Présenté comme "film mineur" mais vrai film de commande, Restless se coule pourtant parfaitement dans l'œuvre du cinéaste de Portland. On peut dire de Gus van Sant qu'il travaille comme un artiste-peintre, artiste prenant ici le sens d'artisan, celui qui fabrique avec ses mains et décide de la forme à donner à ce qu'il construit en fonction de sa finalité. C'est vrai pour Paranoid park dont la destructuration narrative donnait une lecture sensitive au récit. C'est également le cas pour Harvey Milk dont la linéarité s'imposait par le sujet.

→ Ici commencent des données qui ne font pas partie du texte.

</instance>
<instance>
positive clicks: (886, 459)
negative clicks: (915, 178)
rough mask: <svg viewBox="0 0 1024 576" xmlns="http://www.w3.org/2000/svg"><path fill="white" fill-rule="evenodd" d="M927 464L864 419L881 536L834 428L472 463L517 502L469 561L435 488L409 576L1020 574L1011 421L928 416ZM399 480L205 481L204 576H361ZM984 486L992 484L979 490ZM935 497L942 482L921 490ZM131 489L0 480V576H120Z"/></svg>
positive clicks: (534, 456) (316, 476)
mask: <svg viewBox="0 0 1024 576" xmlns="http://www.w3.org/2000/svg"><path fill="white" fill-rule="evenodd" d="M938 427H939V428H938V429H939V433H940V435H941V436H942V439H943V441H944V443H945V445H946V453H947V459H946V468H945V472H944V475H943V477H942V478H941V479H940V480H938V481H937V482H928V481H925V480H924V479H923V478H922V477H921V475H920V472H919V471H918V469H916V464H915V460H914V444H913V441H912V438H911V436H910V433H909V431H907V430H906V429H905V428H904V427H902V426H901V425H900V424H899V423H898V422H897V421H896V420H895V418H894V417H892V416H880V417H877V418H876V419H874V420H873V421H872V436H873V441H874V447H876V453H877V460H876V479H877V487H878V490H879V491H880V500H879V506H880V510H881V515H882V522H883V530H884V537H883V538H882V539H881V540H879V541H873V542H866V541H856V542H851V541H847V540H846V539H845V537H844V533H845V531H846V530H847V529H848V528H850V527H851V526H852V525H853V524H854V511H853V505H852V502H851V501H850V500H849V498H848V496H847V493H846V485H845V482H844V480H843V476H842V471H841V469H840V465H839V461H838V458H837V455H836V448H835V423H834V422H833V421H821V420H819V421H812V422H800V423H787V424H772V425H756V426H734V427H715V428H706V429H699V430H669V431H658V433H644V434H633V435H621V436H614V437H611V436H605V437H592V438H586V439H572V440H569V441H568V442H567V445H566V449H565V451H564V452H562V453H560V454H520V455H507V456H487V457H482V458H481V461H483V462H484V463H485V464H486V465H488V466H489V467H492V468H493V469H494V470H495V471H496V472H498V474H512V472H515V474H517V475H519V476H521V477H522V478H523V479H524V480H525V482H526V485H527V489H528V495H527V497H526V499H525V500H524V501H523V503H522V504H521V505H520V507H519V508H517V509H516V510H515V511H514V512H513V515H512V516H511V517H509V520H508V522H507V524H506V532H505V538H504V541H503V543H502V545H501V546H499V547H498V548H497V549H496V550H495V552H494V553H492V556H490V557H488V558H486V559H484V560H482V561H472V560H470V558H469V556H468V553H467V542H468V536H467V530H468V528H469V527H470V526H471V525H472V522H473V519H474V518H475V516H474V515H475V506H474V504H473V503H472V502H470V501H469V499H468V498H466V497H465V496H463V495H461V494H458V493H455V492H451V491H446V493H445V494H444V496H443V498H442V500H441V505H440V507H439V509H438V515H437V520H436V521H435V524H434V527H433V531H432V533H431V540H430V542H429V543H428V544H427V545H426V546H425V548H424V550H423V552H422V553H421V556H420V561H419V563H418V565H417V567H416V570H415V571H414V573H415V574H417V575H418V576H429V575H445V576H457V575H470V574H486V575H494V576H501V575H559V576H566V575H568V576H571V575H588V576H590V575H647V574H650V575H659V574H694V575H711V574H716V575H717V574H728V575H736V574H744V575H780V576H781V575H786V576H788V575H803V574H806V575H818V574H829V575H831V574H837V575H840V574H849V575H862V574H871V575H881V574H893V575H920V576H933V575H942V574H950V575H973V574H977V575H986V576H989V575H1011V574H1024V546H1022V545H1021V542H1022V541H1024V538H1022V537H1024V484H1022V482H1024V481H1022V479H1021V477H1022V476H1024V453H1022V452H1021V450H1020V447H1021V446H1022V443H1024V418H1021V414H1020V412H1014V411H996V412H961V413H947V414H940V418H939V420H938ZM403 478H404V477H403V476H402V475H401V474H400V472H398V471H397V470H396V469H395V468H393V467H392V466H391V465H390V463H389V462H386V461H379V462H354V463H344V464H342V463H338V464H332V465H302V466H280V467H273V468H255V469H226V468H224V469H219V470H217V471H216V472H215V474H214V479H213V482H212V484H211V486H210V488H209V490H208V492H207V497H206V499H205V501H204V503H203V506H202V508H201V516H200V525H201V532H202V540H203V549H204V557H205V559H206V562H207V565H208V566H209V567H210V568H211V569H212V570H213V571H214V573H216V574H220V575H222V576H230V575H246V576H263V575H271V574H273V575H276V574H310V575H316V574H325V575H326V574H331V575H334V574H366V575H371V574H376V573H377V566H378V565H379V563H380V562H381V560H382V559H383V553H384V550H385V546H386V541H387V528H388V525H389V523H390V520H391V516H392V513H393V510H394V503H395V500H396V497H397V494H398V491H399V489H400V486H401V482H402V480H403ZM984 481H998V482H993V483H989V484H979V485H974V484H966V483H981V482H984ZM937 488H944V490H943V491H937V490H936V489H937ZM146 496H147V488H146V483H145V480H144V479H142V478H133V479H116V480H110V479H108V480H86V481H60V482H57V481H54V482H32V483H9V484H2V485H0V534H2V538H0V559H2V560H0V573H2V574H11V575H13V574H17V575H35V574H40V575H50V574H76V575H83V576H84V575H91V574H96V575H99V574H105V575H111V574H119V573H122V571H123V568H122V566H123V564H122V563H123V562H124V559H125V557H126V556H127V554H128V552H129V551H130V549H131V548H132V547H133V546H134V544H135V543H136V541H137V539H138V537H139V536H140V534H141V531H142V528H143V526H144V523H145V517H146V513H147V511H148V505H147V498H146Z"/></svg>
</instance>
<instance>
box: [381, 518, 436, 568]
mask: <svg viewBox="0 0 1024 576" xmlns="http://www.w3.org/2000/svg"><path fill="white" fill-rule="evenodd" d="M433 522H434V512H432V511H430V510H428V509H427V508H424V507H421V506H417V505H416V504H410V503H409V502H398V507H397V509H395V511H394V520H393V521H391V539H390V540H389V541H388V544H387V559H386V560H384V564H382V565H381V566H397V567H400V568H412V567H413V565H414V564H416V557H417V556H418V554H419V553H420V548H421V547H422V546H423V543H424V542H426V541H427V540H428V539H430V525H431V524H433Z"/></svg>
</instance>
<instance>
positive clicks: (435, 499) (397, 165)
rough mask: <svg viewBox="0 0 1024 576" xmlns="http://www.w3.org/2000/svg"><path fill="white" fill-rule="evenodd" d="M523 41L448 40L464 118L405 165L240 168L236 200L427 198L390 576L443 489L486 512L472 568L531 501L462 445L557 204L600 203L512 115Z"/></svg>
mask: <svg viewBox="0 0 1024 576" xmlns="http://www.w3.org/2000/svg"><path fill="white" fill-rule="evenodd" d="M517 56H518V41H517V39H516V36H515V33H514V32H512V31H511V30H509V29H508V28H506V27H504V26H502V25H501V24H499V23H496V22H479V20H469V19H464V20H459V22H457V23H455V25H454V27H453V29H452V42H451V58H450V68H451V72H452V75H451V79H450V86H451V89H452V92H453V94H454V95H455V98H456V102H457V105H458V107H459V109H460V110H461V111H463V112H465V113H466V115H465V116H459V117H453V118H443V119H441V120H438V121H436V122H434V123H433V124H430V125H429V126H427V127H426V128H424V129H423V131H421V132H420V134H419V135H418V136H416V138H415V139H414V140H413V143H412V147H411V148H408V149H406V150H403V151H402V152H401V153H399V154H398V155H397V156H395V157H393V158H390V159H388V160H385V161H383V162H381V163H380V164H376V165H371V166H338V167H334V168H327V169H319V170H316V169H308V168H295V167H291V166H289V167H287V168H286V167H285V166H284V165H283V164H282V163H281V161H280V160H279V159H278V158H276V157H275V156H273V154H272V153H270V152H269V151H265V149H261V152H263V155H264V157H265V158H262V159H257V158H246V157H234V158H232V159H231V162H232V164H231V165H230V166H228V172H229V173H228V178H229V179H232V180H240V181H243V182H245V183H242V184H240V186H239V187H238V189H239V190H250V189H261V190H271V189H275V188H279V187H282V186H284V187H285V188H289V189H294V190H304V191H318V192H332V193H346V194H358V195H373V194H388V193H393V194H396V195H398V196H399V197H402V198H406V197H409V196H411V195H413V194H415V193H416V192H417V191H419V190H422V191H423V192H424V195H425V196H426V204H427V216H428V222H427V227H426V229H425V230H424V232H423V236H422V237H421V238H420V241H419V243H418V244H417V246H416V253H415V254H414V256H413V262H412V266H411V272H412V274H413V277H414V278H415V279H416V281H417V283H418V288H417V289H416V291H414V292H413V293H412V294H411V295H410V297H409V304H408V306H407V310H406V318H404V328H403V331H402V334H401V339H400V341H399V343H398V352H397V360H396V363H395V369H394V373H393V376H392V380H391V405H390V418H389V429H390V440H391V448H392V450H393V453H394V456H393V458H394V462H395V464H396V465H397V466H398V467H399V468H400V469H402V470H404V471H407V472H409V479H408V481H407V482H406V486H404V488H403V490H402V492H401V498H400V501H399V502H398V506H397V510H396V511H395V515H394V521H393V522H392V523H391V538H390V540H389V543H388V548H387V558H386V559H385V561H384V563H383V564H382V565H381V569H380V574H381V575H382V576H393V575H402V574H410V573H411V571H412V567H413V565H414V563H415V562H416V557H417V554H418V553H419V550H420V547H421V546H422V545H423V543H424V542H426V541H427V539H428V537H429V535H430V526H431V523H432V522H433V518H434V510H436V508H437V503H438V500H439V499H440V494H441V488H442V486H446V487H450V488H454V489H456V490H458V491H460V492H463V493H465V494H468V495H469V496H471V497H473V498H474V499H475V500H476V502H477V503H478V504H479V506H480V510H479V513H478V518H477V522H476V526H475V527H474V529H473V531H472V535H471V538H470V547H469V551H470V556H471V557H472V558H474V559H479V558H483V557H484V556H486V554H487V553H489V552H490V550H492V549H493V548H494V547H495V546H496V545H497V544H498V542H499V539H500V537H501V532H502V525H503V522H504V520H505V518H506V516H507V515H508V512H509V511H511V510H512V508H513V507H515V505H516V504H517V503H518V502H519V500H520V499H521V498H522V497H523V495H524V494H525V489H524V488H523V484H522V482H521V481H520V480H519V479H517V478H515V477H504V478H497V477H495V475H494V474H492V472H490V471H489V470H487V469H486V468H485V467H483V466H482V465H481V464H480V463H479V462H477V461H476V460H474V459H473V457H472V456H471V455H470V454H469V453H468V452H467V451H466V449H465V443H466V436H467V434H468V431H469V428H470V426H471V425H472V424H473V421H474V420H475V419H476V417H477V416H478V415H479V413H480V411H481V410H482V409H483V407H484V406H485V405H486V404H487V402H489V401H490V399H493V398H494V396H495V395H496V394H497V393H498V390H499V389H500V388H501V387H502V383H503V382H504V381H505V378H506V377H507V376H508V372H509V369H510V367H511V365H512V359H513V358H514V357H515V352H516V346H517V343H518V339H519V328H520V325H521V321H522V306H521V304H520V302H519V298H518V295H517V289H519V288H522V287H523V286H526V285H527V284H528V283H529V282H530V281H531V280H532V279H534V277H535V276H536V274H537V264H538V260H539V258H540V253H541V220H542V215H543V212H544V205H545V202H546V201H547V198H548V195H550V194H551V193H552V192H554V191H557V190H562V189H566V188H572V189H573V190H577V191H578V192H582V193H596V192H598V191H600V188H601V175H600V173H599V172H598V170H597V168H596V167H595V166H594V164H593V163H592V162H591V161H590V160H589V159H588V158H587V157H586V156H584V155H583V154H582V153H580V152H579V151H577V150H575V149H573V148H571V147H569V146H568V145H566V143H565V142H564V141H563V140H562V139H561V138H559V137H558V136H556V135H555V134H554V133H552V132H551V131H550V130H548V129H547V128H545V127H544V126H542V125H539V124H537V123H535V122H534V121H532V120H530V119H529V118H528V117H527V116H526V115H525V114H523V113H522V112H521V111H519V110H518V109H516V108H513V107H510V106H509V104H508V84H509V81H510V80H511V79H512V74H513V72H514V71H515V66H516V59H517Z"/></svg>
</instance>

Dans Restless, Gus van Sant s'en tient à la simplicité de l'histoire d'amour singulière qu'il nous raconte le plus simplement du monde en accompagnant ses héros avec ce qu'il faut de proximité, de distance et de pudeur. Il faut saluer ici l'humilité d'un cinéaste immense qui s'efface derrière la caméra sans faire les pieds aux murs. Si ses héros jouent avec la mort pour mieux se jouer d'elle (l'accepter, la vivre, la combattre), le réalisateur les filme avec une absolue sincérité et une infinie délicatesse. Trio intime entre Mia Wasikowska, Henry Hopper et Gus van Sant, Restless est aussi une lutte à trois pour profiter de la vie, apprendre, découvrir, s'amuser, aimer.

D'une profonde douceur, baigné des ors de l'automne de Portland et des cheveux de ses héros, Restless refuse tout pathos parce que ses personnages n'en veulent pas. S'ils parlent de la mort c'est pour en détourner la teneur, la contourner, en faire une compagne. Et si le fantôme d'un pilote japonais pointe son nez, ça ne pose pas davantage de problème.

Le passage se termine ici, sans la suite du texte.